The interview highlights the insights and contributions of Dr. Daniel Vasella, who rose from a clinician in Bern, Switzerland, to work his way up through the marketing division of the Swiss conglomerate Sandoz. Within a decade, Vasella, who did a stint at Harvard Business School advanced management course in 1989, was leading Sandoz’s merger with Ciba-Geigy. The merged company was named Novartis. Vasella became CEO of Novartis in 1996. Today, Novartis ranks no. 4 among international drug companies with sales of $37 billion. Under his leadership, the company has led the industry in new drug approvals. It now has 138 new drugs in its pipeline. Novartis has also diversified into vaccines and generic drugs, setting it apart from rivals.

Among the observations and insights Vasella offers in his interview are these.

• Drugs make up 15% to 18% of health costs but account for about 40% of the drop in disease mortality. If we were to strip all the profits from the industry, it would drop overall health costs by just 3%.

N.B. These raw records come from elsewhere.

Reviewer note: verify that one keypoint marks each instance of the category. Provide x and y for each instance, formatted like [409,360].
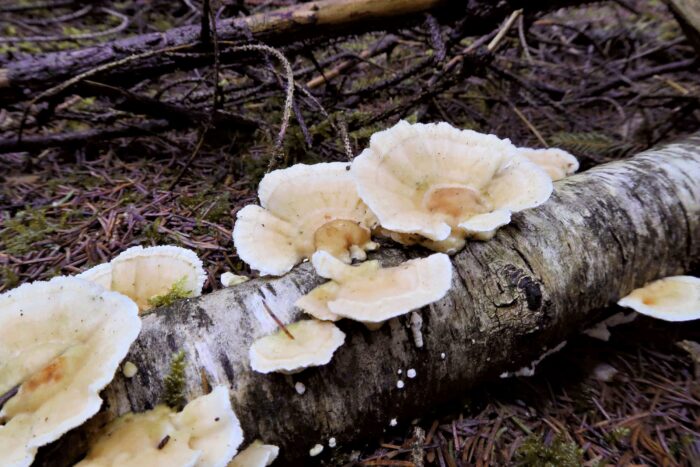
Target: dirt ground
[602,81]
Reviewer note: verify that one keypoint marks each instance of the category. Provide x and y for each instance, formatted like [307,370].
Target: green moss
[560,453]
[174,383]
[176,292]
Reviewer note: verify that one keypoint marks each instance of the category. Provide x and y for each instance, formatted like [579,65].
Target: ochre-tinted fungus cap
[371,294]
[205,434]
[556,162]
[145,274]
[304,208]
[313,344]
[256,455]
[61,342]
[438,181]
[675,298]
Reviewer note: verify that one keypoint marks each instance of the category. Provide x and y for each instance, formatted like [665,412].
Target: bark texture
[312,20]
[603,233]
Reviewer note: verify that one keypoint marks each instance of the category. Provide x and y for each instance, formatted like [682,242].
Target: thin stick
[277,320]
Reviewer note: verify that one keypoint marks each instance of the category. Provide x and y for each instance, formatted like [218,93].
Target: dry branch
[326,18]
[603,233]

• The Medicare prescription drug program has been a success, despite Democratic criticisms that it relies too much on private insurance providers. Costs have been lower than anticipated, and, says Vasella, “The system seems to work pretty well.”
• Novartis has succeeded in developing new products by creating a culture of innovation by integrating research and marketing and by nurturing project teams to move drug development forward.

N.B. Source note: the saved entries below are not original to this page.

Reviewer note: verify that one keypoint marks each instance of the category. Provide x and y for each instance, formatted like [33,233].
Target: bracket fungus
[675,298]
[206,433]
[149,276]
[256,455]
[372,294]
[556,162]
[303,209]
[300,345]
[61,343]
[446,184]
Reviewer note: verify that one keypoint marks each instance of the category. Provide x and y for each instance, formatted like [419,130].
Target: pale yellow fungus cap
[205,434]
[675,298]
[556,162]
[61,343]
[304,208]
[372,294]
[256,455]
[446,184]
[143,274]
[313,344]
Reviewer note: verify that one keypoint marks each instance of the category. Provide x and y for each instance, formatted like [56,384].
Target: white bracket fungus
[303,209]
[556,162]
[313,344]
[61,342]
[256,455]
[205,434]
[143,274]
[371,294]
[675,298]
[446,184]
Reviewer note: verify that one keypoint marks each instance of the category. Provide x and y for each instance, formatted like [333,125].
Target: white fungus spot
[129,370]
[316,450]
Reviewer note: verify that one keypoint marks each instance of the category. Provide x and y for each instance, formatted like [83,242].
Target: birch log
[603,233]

• Novartis has moved its research headquarters to the U.S, so it work more closely with academic institutions, has created a genomic institute in La Jolla, and in 2002 formed the Institutes of BioMedical Research in Cambridge, Massachusetts.
• Novartis has invested heavily into generic drugs. These drugs have less profit than brand names but are growing more rapidly. People are rapidly switching from brand drugs to generics to cut expenses. “Our philosophy is to link for sustainable growth and to create and maintain a business that is competitive and that satisfies the needs for society and customers.”
• Novartis has moved into vaccines big time because of high growth rates of 15 to 20% and because other companies had abandoned vaccines due to litigation problems. This adversarial legal climate has changed recently, The U.S. government has recognized nobody wants to produce vaccines anymore and loosened litigation rules,
• Novartis is cautious about supplying low-cost drugs to poor countries because it cannot fix poor governance, corruption, inadequate distribution systems, and lack of health-care professionals. Even so, Novartis is delivering services and products worth $700 million to these countries, about 2% of its sales. Vasella says one cannot punish patients because of bad government, but it is not the responsibility of private companies to compensate for bad government.


Regina Herzlinger, PhD, Professor of Business Administration at the Harvard Business School, has helped nurture a group of physician movers, shakers, and pill-makers to lead consumer driven health care. This type of care may develop into an integral component of U.S. and international health systems. Consumer- driven care assumes empowered consumers will have more choice, more control over care, and lower costs with higher quality. It also takes for granted consumers will willingly take more responsibility for their health and will become more informed health care consumers.